Don’t see yourself as a failure. I see you as a success, for having put the event together, once, successfully. You showed what could happen and now its really up to the community to support it and carry it forward. I actually see so little of it as being about trust, and see it all as being about want. Both on the part of the community and the organizers. Dudlik and Bjorn did create something amazing, but its also something that clearly, the community was ready for. Despite the mythological beginnings of PDW, there was a great groundswell of the design community in Phoenix over the last 10 years, there was support for such an event from the community.

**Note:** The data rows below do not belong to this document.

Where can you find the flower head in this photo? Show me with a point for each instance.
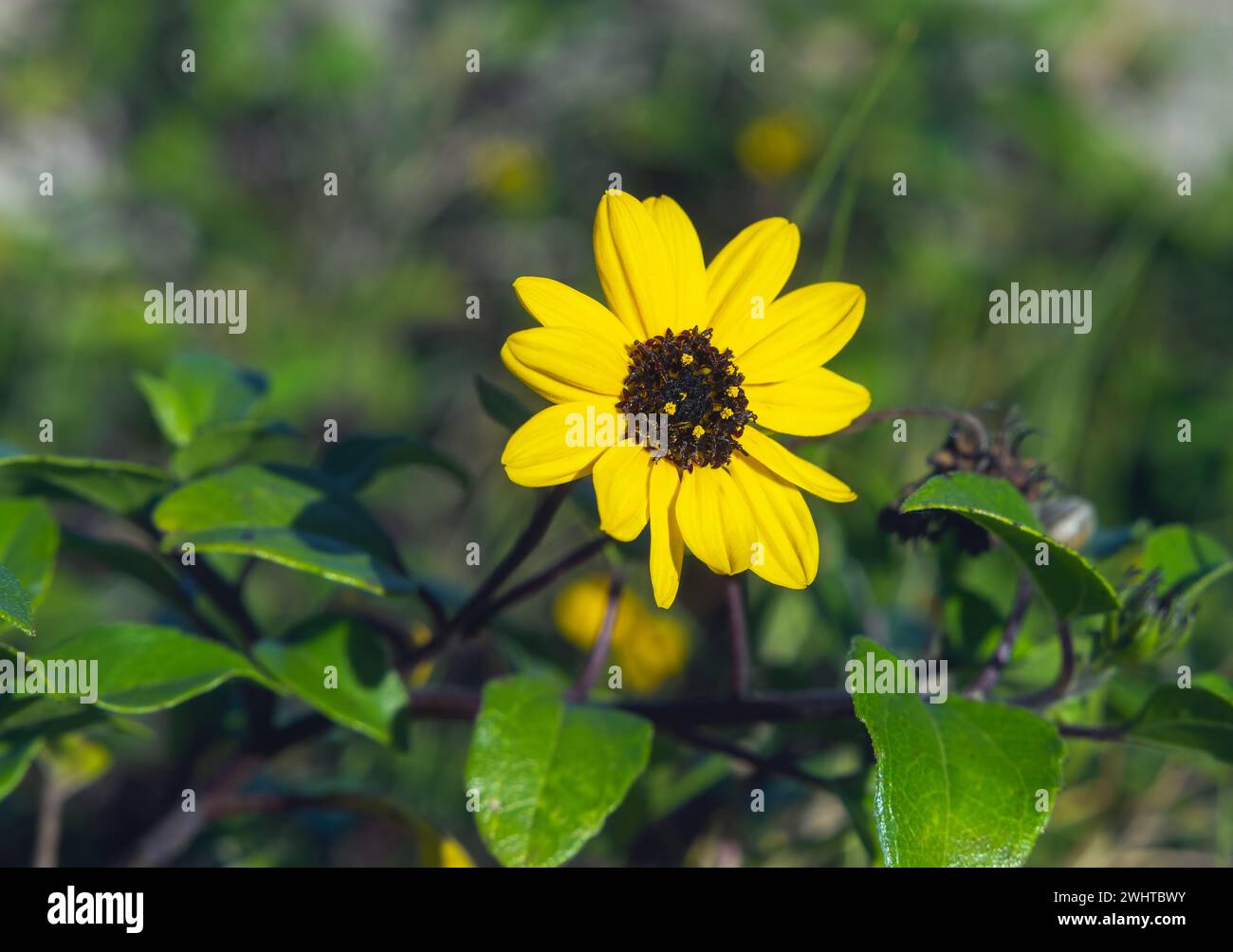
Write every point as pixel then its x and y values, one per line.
pixel 650 648
pixel 689 357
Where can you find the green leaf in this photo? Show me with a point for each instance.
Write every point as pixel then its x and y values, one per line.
pixel 357 462
pixel 16 755
pixel 286 516
pixel 1192 718
pixel 147 567
pixel 218 444
pixel 501 406
pixel 200 390
pixel 1188 561
pixel 1069 582
pixel 123 487
pixel 13 603
pixel 547 774
pixel 366 693
pixel 957 783
pixel 28 539
pixel 147 668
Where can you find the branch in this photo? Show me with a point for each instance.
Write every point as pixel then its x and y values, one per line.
pixel 602 644
pixel 739 636
pixel 463 705
pixel 960 415
pixel 1065 673
pixel 989 675
pixel 468 615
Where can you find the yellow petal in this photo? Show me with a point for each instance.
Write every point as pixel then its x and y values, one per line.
pixel 580 610
pixel 546 450
pixel 748 274
pixel 667 546
pixel 685 257
pixel 715 521
pixel 634 266
pixel 785 532
pixel 562 364
pixel 556 304
pixel 809 405
pixel 789 467
pixel 801 331
pixel 623 481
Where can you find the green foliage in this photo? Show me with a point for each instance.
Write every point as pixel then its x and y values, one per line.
pixel 343 669
pixel 1187 561
pixel 958 783
pixel 148 668
pixel 28 540
pixel 123 487
pixel 1067 579
pixel 285 514
pixel 13 603
pixel 16 755
pixel 1190 718
pixel 546 774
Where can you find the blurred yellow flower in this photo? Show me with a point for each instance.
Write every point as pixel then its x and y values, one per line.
pixel 649 647
pixel 772 147
pixel 699 475
pixel 508 171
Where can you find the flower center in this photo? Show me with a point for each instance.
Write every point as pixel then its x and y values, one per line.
pixel 698 390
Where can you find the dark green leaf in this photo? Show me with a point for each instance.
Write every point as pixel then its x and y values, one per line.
pixel 28 539
pixel 148 567
pixel 501 406
pixel 287 516
pixel 546 775
pixel 1069 582
pixel 200 390
pixel 218 444
pixel 366 693
pixel 1192 718
pixel 958 783
pixel 147 668
pixel 1188 561
pixel 123 487
pixel 13 603
pixel 356 463
pixel 16 755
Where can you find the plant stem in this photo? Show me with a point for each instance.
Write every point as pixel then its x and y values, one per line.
pixel 1065 673
pixel 991 671
pixel 739 638
pixel 960 415
pixel 467 618
pixel 602 644
pixel 464 705
pixel 850 126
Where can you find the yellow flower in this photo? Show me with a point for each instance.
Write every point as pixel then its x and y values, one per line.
pixel 728 492
pixel 772 147
pixel 649 648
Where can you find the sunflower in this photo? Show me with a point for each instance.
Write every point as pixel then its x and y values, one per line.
pixel 709 350
pixel 650 647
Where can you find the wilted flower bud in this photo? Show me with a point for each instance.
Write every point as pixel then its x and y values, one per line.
pixel 1147 626
pixel 1071 520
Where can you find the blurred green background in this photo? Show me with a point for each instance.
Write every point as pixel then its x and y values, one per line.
pixel 452 184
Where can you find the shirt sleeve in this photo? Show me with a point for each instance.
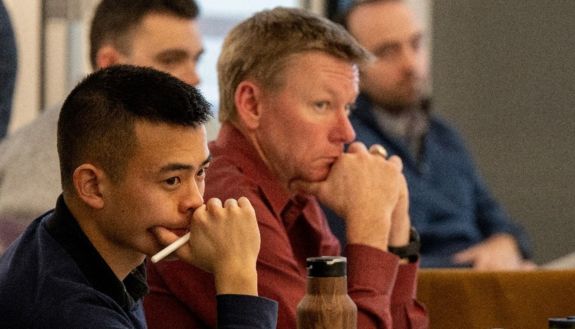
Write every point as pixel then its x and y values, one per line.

That it was produced really well was due to the organizers. Its two fold.
CenPhoCamp couldn’t fail due to just one half or the other. it requires both. So cut yourself some slack.
Phoenix is just too geographically spread out to have much if any civic cohesiveness. The city made an attempt to rectify that with the ‘village’ concept, which has had mixed results. And now since downtown is rapidly gentrifying, it’s all a moot point anyway – the steel and glass types have totally taken over and any culture and character that downtown possessed will soon be demolished in the name of “progress.” So don’t feel bad, Tyler, you did good while you were there. Chandler is more compact and seems to be more favorable towards modernizing without losing too much of its agricultural cultural roots, you’re better off there. [of course, I’ll never leave central Phoenix, but my life is carefully crafted to a small radius so as to create my own little village, so the folks who are busily destroying what an intrepid group of artists and urban pioneers created when they rescued downtown from the old Duce days can do what they want, we’ll just stick to our own part of town].
Yeah, I noticed that, too. Social media helped us all connect, but once it became too popular (“normal” people and endless commercialization), it became too much of a hassle to keep up.
I’m watching Portland go through a huge growth spurt right now, too. The residents are taking it…poorly.